The "old form" was the de facto standard before ISO went to
town.
I sincerely hope the OP won't get it confused with "deprecated" which
is not applicable to <iostream.h>...

It depends on the meaning you give it. It's not deprecated by
the ISO committee, but in terms of the history of C++ (which
existed before 1998, when the ISO standard was published), it
was standard, and it's generally not a good idea to use it in
code written today. Which is pretty close to the connotation I
give to "deprecated".
 
J

James Kanze

I think. You can use
while(std::cin.get() != '\n');

Not a very good idea. If I terminate input using the system's
EOF character (^D under Unix, at least by default---I think it's
^Z under Windows), this goes into an endless loop.

I'm not sure why anyone would want to do input at this point
anyway.
 
P

Pete Becker

James said:
I'm not sure why anyone would want to do input at this point
anyway.

It's for stupid IDE's in graphical environments, where command line
programs run in a window that disappears as soon as the program ends.
Pausing to wait for input keeps the window up so that you can see the
program's output. Sigh.

--

-- Pete
Roundhouse Consulting, Ltd. (www.versatilecoding.com)
Author of "The Standard C++ Library Extensions: a Tutorial and
Reference." (www.petebecker.com/tr1book)
 
T

Thomas J. Gritzan

Victor said:
Thomas said:
Siddhu said:
[..]
#include<iostream.h>
The name of the header is <iostream>. The old form <iostream.h> is
depreciated.

Interesting use of the word "depreciated", as if "the old form" used
to have some value (that the OP knows of) that it now has lost... :)

Oops, what a typo :)
I sincerely hope the OP won't get it confused with "deprecated" which
is not applicable to <iostream.h>...

I just testet and with g++ -Wall I get this warning:
-----------------
[...]: warning: #warning This file includes at least one deprecated or
antiquated header.
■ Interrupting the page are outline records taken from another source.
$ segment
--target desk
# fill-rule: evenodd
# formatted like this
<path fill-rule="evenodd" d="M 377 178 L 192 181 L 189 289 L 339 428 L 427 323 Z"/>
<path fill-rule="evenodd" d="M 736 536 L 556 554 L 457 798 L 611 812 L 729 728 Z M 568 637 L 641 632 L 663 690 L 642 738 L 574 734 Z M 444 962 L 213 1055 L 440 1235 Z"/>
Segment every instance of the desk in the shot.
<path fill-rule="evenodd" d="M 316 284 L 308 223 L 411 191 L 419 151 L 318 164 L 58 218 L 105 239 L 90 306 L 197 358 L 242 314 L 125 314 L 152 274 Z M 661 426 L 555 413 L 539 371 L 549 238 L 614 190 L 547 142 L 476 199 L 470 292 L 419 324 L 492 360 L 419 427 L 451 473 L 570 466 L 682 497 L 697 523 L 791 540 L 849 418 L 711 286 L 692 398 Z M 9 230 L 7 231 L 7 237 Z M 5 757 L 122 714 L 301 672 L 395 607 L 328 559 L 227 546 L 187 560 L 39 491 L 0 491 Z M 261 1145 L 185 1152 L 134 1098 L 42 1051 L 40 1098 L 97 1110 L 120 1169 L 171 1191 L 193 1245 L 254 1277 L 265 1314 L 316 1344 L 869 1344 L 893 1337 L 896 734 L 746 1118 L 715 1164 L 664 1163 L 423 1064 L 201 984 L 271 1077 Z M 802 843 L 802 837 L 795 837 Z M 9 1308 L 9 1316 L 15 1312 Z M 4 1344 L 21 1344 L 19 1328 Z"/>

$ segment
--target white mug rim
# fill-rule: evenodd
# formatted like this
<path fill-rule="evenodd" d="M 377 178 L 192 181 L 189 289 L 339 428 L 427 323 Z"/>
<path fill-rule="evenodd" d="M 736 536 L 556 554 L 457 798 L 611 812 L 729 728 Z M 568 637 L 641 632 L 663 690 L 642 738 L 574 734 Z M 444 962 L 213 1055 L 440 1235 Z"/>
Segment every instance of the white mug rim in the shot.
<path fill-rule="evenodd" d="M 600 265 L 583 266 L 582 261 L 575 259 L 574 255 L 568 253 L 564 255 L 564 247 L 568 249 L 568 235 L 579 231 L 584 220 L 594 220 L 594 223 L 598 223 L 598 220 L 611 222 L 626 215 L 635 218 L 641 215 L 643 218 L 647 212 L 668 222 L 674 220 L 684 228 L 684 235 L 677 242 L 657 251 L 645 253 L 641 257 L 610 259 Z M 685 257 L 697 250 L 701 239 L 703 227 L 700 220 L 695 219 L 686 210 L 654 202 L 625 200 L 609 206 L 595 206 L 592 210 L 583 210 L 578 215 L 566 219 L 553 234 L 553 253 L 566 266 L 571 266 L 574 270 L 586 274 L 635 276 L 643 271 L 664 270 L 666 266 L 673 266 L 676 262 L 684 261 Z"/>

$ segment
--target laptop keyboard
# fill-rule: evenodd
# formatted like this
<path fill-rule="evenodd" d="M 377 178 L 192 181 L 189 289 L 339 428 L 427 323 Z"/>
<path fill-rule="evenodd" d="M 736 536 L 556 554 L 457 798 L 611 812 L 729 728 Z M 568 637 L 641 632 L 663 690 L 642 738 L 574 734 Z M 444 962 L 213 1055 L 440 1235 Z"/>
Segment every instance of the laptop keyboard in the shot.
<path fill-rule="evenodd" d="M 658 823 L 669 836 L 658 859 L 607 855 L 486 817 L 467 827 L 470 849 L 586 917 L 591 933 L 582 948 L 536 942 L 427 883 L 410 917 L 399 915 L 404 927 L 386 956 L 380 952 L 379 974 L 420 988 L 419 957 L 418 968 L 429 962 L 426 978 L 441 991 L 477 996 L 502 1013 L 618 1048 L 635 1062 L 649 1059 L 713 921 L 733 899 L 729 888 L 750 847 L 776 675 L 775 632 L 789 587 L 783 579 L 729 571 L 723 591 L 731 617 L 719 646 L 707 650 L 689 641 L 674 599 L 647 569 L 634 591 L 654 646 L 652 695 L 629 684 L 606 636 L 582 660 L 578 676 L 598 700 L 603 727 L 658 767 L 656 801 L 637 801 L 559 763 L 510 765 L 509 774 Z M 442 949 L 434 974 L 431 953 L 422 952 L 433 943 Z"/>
Please consider using one of the 32 headers found in
section 17.4.1.2 of the C++ standard. Examples include substituting the <X>
header for the <X.h> header for C++ includes, or <iostream> instead of the
deprecated header <iostream.h>. To disable this warning use -Wno-deprecated.
 
J

James Kanze

James Kanze wrote:
It's for stupid IDE's in graphical environments, where command line
programs run in a window that disappears as soon as the program ends.
Pausing to wait for input keeps the window up so that you can see the
program's output. Sigh.

If the toolset doesn't work, use another one that does. There
are plenty to choose from.
 
O

osmium

James Kanze said:
James Kanze wrote:
If the toolset doesn't work, use another one that does. There
are plenty to choose from.


I don't know which toolset it is that you suggest be abandoned. The OS,
Windows, or the compiler, DevC bound with MingW. My experience has been
that there is no perfect toolset, and if the OP abandons either of these he
will flounder the rest of his life, searching for this elusive, ever more
wonderful, toolset.

There comes a point where you must say "This is good enough, I can live with
this."

PS. This advice also applies to cars and women.